I Balcani occidentali non costituiscono un’entità geopolitica a sé stante: sono una terra di confine il cui destino dipende soprattutto dai piani delle grandi potenze circostanti – Austria, Turchia e Russia.
È una regione profondamente frammentata politicamente ed etnicamente; vi si trovano Serbia, Croazia, Slovenia, Bosnia, Montenegro, Macedonia, Albania e Kosovo.
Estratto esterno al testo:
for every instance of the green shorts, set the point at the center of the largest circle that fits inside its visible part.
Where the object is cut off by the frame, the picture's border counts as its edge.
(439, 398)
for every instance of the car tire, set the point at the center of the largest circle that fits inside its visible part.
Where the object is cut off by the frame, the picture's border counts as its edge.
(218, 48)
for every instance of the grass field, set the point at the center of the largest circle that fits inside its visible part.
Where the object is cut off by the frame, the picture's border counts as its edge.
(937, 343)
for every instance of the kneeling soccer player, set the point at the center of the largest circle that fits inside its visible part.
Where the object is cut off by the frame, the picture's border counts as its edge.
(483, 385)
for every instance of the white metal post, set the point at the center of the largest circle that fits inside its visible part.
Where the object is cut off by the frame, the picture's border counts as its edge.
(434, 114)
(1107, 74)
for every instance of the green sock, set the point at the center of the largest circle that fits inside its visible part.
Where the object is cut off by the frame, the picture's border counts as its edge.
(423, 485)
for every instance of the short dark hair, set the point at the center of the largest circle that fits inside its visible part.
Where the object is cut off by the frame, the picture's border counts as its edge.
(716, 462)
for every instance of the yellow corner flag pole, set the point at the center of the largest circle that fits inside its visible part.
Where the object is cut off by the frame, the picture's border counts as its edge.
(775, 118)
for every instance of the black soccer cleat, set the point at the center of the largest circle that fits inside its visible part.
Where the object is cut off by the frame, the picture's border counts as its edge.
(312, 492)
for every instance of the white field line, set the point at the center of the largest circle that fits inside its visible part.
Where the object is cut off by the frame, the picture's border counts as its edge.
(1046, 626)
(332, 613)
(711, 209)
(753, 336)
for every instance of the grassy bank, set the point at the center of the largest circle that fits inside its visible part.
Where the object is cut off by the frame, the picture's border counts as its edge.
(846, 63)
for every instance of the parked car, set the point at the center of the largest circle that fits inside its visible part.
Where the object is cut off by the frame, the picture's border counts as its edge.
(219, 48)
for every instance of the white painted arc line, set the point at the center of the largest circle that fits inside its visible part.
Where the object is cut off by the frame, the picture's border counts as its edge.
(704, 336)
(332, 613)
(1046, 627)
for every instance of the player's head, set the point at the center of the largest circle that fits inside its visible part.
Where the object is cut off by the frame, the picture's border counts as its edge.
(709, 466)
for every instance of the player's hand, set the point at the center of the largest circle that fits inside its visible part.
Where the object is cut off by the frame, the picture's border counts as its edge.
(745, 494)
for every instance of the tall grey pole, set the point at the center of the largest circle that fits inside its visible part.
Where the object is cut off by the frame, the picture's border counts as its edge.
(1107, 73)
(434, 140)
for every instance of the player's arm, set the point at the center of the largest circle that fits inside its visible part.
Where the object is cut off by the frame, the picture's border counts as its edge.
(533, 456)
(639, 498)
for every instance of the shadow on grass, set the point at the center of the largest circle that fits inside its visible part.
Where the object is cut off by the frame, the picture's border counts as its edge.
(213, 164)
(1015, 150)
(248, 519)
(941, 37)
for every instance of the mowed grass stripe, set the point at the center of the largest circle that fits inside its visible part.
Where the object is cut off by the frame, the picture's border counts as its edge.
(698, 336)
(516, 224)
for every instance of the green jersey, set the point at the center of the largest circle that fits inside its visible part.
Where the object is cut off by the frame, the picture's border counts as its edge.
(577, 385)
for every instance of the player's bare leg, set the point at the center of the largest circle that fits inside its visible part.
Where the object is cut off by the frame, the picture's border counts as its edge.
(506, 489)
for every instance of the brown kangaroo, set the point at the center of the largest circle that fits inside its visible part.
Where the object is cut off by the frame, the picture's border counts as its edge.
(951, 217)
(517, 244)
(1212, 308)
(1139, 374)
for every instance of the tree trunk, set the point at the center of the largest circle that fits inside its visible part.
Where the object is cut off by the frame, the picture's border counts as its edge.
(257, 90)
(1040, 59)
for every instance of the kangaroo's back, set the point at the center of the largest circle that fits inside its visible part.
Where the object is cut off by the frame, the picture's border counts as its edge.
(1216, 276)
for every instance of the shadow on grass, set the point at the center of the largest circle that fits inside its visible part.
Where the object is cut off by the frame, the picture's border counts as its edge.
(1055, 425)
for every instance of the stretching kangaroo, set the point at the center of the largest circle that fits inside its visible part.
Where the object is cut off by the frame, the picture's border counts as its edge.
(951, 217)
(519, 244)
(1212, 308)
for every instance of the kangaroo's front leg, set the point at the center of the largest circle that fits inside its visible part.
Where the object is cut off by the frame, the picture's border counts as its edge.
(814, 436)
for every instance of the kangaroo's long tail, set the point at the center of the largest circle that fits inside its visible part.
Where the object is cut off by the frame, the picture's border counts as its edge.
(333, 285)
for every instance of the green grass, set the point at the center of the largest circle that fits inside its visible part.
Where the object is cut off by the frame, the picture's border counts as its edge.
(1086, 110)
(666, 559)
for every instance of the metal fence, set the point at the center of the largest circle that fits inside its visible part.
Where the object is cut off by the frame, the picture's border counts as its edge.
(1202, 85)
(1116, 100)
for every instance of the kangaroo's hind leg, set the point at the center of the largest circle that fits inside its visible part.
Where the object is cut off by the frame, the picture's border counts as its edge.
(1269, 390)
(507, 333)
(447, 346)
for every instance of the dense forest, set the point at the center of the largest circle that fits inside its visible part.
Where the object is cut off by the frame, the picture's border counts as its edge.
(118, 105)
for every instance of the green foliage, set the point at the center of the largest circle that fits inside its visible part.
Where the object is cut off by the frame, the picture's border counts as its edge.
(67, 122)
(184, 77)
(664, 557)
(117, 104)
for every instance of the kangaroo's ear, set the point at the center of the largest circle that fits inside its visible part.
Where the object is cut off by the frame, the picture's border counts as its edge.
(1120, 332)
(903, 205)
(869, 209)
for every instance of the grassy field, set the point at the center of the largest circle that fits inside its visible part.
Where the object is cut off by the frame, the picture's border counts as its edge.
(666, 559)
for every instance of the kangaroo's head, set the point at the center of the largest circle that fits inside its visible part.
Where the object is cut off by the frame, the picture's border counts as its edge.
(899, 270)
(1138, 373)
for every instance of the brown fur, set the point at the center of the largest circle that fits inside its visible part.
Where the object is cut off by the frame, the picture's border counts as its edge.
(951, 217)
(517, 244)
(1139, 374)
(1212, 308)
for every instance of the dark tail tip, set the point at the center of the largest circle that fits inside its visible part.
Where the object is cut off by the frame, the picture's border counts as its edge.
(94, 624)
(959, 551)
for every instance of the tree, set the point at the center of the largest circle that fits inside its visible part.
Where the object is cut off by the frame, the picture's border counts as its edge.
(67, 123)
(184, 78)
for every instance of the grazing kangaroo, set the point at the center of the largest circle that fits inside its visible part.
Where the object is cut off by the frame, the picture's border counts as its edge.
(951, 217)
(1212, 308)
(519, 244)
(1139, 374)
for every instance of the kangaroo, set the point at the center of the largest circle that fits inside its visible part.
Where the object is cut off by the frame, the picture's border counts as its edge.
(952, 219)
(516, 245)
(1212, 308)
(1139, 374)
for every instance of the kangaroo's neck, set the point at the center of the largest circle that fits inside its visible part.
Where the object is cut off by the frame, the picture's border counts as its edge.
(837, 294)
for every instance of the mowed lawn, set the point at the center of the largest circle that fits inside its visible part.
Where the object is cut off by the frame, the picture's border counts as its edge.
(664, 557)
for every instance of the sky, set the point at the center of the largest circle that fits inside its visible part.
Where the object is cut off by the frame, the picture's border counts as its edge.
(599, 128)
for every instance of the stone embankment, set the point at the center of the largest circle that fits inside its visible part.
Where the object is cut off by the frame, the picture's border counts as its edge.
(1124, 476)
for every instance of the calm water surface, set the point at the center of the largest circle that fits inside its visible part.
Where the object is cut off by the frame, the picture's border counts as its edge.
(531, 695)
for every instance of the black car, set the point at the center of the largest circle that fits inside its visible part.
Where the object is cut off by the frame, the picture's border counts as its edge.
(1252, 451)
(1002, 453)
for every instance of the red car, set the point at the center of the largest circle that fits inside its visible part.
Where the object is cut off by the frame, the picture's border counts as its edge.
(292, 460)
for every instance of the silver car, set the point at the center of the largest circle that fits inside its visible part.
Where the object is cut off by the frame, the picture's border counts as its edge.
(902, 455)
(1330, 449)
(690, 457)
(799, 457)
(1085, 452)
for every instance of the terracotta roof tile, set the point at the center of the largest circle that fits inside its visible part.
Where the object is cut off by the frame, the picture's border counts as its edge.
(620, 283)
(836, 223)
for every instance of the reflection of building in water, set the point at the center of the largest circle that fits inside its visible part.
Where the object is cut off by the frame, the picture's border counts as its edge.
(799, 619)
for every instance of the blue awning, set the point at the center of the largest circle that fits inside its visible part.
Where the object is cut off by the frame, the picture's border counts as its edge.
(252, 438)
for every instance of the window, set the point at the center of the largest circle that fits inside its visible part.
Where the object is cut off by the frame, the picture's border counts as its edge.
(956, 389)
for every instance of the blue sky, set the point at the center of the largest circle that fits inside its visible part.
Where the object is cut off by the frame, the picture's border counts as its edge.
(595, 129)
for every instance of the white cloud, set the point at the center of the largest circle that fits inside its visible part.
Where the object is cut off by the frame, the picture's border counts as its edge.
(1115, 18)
La conformazione del territorio spiega questa frammentazione: la presenza di numerose catene montuose, l’assenza di grandi barriere naturali contro gli attacchi nemici e la vicinanza alle grandi potenze della regione hanno impedito la formazione di uno stato unitario e forte, salvo per un breve periodo – quello della Iugoslavia – che fungeva però da stato cuscinetto fra il blocco sovietico e i paesi occidentali uniti sotto l’ombrello NATO.
Le tre potenze esterne che hanno controllato la regione in passato mantengono tuttora legami col territorio, seppur limitati:
· le banche austriache hanno una forte presenza nei Balcani;
· la Russia continua a fare la parte del leone nel settore energetico;
· la Turchia è uno dei principali investitori nella regione, oltre ad essere il principale partner commerciale.
Si aggiunge poi l’UE, che vorrebbe includere i paesi balcanici nella propria sfera d’influenza.
All’interno dei Balcani le divisioni sono facilmente comprensibili.
La Slovenia, entrata nell’UE e della NATO, ha sempre avuto lo sguardo rivolto a occidente piuttosto che alla Serbia o alla Macedonia. Anche la Croazia, membro della NATO e candidata per l’ingresso nell’UE, ha un atteggiamento simile.
La Serbia invece si trova a metà strada, con un occhio rivolto a Occidente e uno a Oriente, e la preoccupazione per le difficili questioni di Bosnia e Kosovo. Vorrebbe entrare nell’UE, ma vista la crisi economica preferisce andarci piano. La Serbia, che nel periodo comunista dominava il resto della Iugoslavia, è ancora la più forte potenza militare dei Balcani, anche se ormai, circondata da paesi NATO (vedi mappa a lato), è inoffensiva.